1. Field of the Invention
The present invention relates to a centrifuge rotor, and in particular, to a centrifuge rotor having a relatively thin web disposed radially between an inner hub and an outer cavity ring, the web defining a predetermined localized region where the occurrence of a rotor failure due to fatigue is most probable.
2. Description of the Prior Art
A centrifuge rotor is a relatively massive member used within a centrifuge instrument to expose a liquid sample to a centrifugal force field. The rotor is provided with a plurality of cavities in which containers carrying the liquid sample are received. The rotor has a central, axial mounting recess provided therein, whereby the rotor may be mounted to a shaft extending from a source of motive energy.
The possibility exists that, in use, the rotor may break apart due either to i) fatigue failure of the rotor material, ii, the imposition of excessive centrifugally induced stresses when the rotor is rotated past its predetermined rated speed (overspeed failure), or iii) failure from the accumulated effects of corrosion caused by sample spillage. A failure produces a number of rotor fragments each of which carries a portion of the kinetic energy of the rotor. A containment system is provided in the centrifuge instrument in order to contain the resultant rotor fragments within the confines of the instrument, thus avoiding damage to people and/or property.
The size of the fragments usually depends upon the cause of the rotor failure.

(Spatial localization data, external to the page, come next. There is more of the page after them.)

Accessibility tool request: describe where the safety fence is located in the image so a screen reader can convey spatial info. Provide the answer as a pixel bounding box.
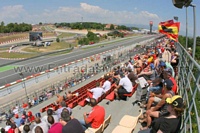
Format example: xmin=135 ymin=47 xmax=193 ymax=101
xmin=0 ymin=39 xmax=152 ymax=118
xmin=176 ymin=42 xmax=200 ymax=133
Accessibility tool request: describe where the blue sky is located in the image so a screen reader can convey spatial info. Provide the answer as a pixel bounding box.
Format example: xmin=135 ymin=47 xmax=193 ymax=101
xmin=0 ymin=0 xmax=199 ymax=36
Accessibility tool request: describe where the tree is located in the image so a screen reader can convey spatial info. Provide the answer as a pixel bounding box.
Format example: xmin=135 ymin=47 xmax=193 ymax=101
xmin=0 ymin=21 xmax=4 ymax=27
xmin=110 ymin=24 xmax=114 ymax=30
xmin=56 ymin=37 xmax=60 ymax=42
xmin=39 ymin=22 xmax=42 ymax=25
xmin=196 ymin=36 xmax=200 ymax=46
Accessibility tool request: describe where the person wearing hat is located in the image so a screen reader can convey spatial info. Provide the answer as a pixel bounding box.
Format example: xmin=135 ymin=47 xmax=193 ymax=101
xmin=138 ymin=95 xmax=185 ymax=133
xmin=14 ymin=114 xmax=22 ymax=127
xmin=171 ymin=51 xmax=179 ymax=77
xmin=18 ymin=118 xmax=25 ymax=132
xmin=137 ymin=63 xmax=157 ymax=83
xmin=171 ymin=51 xmax=179 ymax=65
xmin=163 ymin=68 xmax=178 ymax=94
xmin=187 ymin=47 xmax=192 ymax=56
xmin=27 ymin=111 xmax=35 ymax=123
xmin=140 ymin=79 xmax=175 ymax=129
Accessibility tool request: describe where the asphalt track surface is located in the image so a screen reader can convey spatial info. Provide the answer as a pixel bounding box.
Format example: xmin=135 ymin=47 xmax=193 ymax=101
xmin=0 ymin=35 xmax=157 ymax=86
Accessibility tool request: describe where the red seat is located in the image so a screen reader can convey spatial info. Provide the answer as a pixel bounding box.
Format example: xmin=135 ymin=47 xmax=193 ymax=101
xmin=78 ymin=99 xmax=87 ymax=107
xmin=68 ymin=100 xmax=78 ymax=108
xmin=40 ymin=107 xmax=46 ymax=113
xmin=105 ymin=91 xmax=115 ymax=101
xmin=123 ymin=84 xmax=138 ymax=97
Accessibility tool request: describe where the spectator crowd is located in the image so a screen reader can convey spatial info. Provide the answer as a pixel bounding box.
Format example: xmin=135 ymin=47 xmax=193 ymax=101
xmin=0 ymin=37 xmax=186 ymax=133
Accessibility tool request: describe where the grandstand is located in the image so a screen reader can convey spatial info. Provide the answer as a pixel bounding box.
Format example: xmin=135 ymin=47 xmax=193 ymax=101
xmin=0 ymin=36 xmax=199 ymax=133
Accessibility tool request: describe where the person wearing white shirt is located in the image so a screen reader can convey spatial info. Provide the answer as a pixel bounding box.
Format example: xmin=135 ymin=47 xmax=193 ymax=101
xmin=88 ymin=82 xmax=104 ymax=100
xmin=32 ymin=118 xmax=49 ymax=133
xmin=42 ymin=109 xmax=59 ymax=127
xmin=100 ymin=75 xmax=111 ymax=93
xmin=12 ymin=107 xmax=18 ymax=115
xmin=114 ymin=72 xmax=133 ymax=100
xmin=127 ymin=62 xmax=134 ymax=71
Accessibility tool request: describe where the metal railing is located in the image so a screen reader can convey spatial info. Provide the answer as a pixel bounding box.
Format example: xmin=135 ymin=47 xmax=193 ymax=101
xmin=176 ymin=42 xmax=200 ymax=133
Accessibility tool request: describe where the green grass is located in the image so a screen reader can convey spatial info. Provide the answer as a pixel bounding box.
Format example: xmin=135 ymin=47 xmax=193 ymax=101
xmin=0 ymin=47 xmax=9 ymax=51
xmin=0 ymin=33 xmax=28 ymax=42
xmin=82 ymin=37 xmax=132 ymax=50
xmin=22 ymin=42 xmax=76 ymax=53
xmin=0 ymin=65 xmax=18 ymax=72
xmin=0 ymin=42 xmax=77 ymax=58
xmin=41 ymin=27 xmax=46 ymax=31
xmin=0 ymin=52 xmax=37 ymax=58
xmin=47 ymin=49 xmax=73 ymax=56
xmin=57 ymin=33 xmax=76 ymax=38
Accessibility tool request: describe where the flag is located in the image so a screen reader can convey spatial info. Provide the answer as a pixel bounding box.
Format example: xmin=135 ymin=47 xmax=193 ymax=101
xmin=158 ymin=21 xmax=180 ymax=42
xmin=159 ymin=19 xmax=174 ymax=25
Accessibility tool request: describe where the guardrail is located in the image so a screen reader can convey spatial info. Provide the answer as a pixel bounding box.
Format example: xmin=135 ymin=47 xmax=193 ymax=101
xmin=176 ymin=42 xmax=200 ymax=133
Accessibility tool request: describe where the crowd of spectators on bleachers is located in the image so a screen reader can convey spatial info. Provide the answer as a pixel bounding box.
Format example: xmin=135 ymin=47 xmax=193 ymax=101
xmin=0 ymin=37 xmax=186 ymax=133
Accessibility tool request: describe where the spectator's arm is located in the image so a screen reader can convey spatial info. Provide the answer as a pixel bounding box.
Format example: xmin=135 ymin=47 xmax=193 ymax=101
xmin=100 ymin=82 xmax=103 ymax=87
xmin=83 ymin=113 xmax=89 ymax=124
xmin=152 ymin=78 xmax=161 ymax=86
xmin=152 ymin=94 xmax=168 ymax=111
xmin=138 ymin=70 xmax=152 ymax=76
xmin=171 ymin=57 xmax=177 ymax=63
xmin=155 ymin=93 xmax=163 ymax=99
xmin=115 ymin=85 xmax=122 ymax=90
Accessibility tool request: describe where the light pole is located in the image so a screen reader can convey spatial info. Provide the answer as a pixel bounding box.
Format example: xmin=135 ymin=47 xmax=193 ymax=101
xmin=190 ymin=4 xmax=196 ymax=59
xmin=19 ymin=72 xmax=28 ymax=100
xmin=172 ymin=0 xmax=196 ymax=59
xmin=186 ymin=7 xmax=188 ymax=49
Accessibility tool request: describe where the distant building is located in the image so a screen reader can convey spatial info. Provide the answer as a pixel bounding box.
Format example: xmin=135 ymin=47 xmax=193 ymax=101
xmin=105 ymin=24 xmax=118 ymax=29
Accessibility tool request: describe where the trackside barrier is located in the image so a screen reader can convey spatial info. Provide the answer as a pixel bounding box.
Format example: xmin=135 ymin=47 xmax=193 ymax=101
xmin=0 ymin=38 xmax=155 ymax=116
xmin=176 ymin=42 xmax=200 ymax=133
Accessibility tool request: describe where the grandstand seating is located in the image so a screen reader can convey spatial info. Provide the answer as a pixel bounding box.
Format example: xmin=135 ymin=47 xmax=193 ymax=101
xmin=85 ymin=115 xmax=112 ymax=133
xmin=40 ymin=76 xmax=137 ymax=112
xmin=111 ymin=110 xmax=142 ymax=133
xmin=102 ymin=114 xmax=112 ymax=131
xmin=40 ymin=78 xmax=107 ymax=112
xmin=85 ymin=124 xmax=103 ymax=133
xmin=123 ymin=84 xmax=138 ymax=97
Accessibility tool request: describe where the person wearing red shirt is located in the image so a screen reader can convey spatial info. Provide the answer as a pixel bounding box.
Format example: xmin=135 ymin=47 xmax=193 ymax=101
xmin=79 ymin=98 xmax=105 ymax=131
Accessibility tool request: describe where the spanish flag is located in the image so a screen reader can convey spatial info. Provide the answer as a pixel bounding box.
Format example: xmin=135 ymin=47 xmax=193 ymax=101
xmin=159 ymin=19 xmax=174 ymax=25
xmin=158 ymin=21 xmax=180 ymax=42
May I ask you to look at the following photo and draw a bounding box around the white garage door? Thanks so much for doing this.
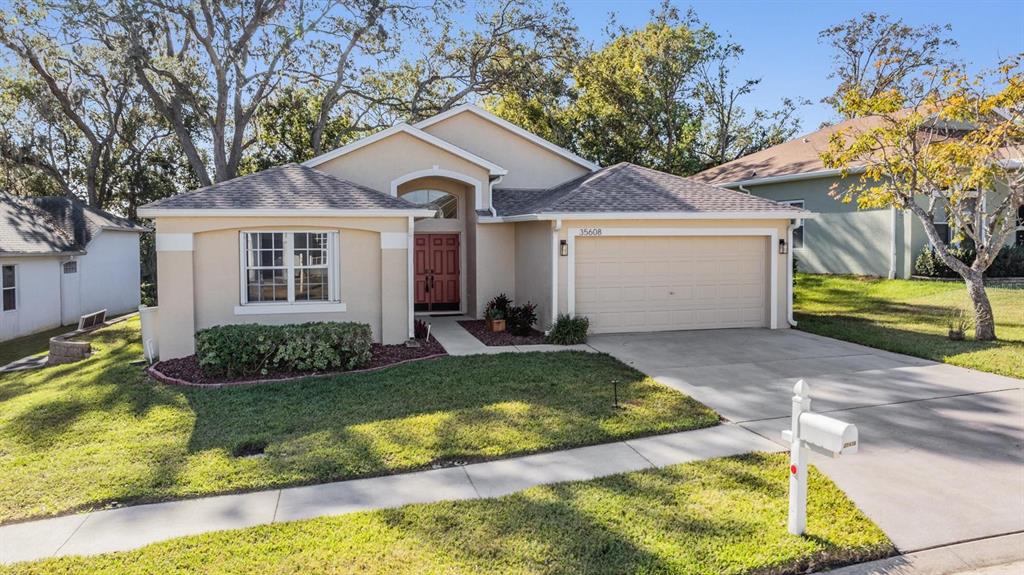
[574,235,768,333]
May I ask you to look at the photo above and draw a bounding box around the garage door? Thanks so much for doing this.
[574,235,768,333]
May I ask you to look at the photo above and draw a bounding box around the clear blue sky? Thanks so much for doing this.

In a rotor failure caused by corrosion, for example, the fragments are relatively small, because the region of the rotor affected by corrosion is the sample receiving cavity near the rotor periphery. Rotor failure caused by fatigue or overspeed may be more severe.
The most severe form of rotor failure is a so-called "bi-hub" failure, in which the rotor breaks into two relatively massive fragments. The origin of the failure in a bi-hub failure is usually in the vicinity of the rotor mounting recess. In such a failure, although the containment system is designed to contain the fragments within the instrument, the impact of the fragments may cause movement of the instrument in the laboratory.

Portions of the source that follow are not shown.